Cat on a Hot Tin Roof
by Tennessee Williams
Cat on a Hot Tin Roof Dreams, Hopes, and Plans Quotes
How we cite our quotes: Citations follow this format: (Act.Page.Line). Every time a character talks counts as one line, even if what they say turns into a long monologue. We used the New Directions edition of the play, published in 1971.
Jumping the hurdles, Big Daddy, runnin' and jumpin' the hurdles, but those high hurdles have gotten too high for me, now. (II.74.278-280)
Instead of running around a track or throwing footballs around on his high school football field, Brick chooses to jump hurdles. It seems strange that he would choose such a difficult task for his drunken self.
Life is important. There's nothing else to hold onto. A man that drinks is throwing his life away. Don't do it, hold onto your life. There's nothing else to hold onto…. (II.84.496-498)
Big Daddy tells this as a way of inspiring and motivating Brick, but he also says that life is constructed out of lies. Thus, according to Big Daddy, lies are the only things to hold onto.

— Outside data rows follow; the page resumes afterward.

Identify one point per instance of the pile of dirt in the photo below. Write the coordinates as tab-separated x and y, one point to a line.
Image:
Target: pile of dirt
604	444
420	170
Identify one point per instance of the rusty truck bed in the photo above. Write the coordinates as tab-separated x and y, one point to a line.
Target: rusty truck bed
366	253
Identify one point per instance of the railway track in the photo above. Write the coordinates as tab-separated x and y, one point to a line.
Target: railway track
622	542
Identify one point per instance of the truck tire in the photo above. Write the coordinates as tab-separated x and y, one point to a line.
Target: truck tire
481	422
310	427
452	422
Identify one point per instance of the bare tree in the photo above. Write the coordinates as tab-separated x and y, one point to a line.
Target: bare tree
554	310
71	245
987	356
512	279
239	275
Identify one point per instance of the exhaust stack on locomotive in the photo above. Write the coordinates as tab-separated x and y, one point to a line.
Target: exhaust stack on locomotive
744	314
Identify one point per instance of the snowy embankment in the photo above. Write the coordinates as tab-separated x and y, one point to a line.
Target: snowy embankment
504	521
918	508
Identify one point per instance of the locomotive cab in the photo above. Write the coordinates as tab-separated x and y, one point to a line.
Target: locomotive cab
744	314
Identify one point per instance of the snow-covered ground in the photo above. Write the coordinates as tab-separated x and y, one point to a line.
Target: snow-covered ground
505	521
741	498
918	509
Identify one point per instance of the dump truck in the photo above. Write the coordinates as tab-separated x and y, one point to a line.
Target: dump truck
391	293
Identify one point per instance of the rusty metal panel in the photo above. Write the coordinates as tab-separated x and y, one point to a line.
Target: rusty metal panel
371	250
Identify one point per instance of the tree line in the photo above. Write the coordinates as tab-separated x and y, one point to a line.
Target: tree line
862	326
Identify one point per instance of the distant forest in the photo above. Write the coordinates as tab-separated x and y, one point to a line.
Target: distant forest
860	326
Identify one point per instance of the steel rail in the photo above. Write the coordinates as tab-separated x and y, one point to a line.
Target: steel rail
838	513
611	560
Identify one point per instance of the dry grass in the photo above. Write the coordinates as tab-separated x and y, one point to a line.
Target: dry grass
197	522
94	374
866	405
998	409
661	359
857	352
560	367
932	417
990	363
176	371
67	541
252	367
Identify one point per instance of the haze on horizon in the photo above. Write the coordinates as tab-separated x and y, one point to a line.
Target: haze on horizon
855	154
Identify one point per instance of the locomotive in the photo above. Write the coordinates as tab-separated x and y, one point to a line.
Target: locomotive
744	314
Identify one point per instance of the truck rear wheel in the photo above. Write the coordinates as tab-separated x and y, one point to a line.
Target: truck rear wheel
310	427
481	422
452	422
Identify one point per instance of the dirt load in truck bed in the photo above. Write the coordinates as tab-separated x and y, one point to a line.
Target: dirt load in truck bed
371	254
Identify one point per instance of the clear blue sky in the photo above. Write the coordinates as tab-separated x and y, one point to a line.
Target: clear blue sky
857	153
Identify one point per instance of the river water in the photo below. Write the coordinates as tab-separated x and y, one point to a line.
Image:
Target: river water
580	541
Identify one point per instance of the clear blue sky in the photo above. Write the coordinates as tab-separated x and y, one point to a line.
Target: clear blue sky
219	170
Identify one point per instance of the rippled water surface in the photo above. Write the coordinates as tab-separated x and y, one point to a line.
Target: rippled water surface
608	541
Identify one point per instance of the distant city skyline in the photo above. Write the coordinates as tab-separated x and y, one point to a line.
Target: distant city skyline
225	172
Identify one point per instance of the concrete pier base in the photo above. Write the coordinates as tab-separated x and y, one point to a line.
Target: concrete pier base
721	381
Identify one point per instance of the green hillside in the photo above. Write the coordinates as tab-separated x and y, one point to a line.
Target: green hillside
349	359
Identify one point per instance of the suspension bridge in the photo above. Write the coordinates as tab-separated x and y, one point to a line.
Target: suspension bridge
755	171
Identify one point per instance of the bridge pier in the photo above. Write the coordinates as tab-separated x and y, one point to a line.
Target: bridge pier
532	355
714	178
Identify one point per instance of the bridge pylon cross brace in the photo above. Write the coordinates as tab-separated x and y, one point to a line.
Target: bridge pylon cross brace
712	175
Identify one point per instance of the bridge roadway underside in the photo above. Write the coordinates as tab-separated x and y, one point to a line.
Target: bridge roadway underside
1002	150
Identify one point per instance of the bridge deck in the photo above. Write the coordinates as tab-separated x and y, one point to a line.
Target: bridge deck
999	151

I think the reason he buys everything he can buy is that in the back of his mind he has the crazy hopes that one of his purchases will be life everlasting!—Which it never can be…. (II.89.608-611)
Big Daddy echoes Maggie's observation about the human desire for life everlasting, something that he himself would kill to have. Unlike Brick, he wants to live and live, even in spite of hating so many elements within his life (Big Mama, his grandchildren, church, clubs, etc.).